石がジュエリーになるまで

友人の家で、宝石の写真集を見ました。彼女はあのきらきらとした美しい石が大好きなのです。ただ、身につけることにはあまり興味がないのだとか。アクセサリーとして使うことしか考えてこなかった私は、彼女の言い分に驚きました。しかし人の好みはそれぞれですから、これも楽しみ方のひとつなのでしょう。それに、私はこの写真集で知ったのですが、美しいカットをされてジュエリーとして加工されたものではなく、現先の中のひと筋の輝きも、とても魅力的なのです。
これが土の中から出てくるとすれば、まさに宝探しと言うにふさわしいでしょう。ですが、見つけるのは大変でしょうね……だって、一日中暗いところで土を掘り、それを細かく仕分けして、やっとのことで、ジュエリーに加工できるものがある、といった具合ですもの。
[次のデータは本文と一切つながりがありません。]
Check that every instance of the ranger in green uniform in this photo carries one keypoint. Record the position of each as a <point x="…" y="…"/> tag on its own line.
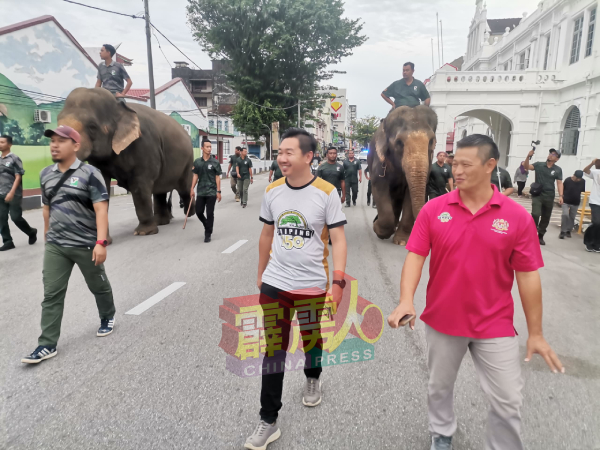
<point x="207" y="173"/>
<point x="231" y="169"/>
<point x="439" y="175"/>
<point x="506" y="186"/>
<point x="275" y="172"/>
<point x="546" y="173"/>
<point x="333" y="172"/>
<point x="243" y="166"/>
<point x="353" y="169"/>
<point x="11" y="195"/>
<point x="408" y="91"/>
しかも、石はここから研磨しないといけません。一ミリの狂いも許されない、細かな作業を続け、台座に取りつけたりして、やっとお店に並ぶのです。
これらはすべて、本に書かれていました。自分が知らなかった業界のことを知り、宝石の付加価値に気付かされた思いでしたね。またそれは同時に、目の前にあるものから、見知らぬ世界を見せてくれるのが書籍だということを、実感したひとときでもありました。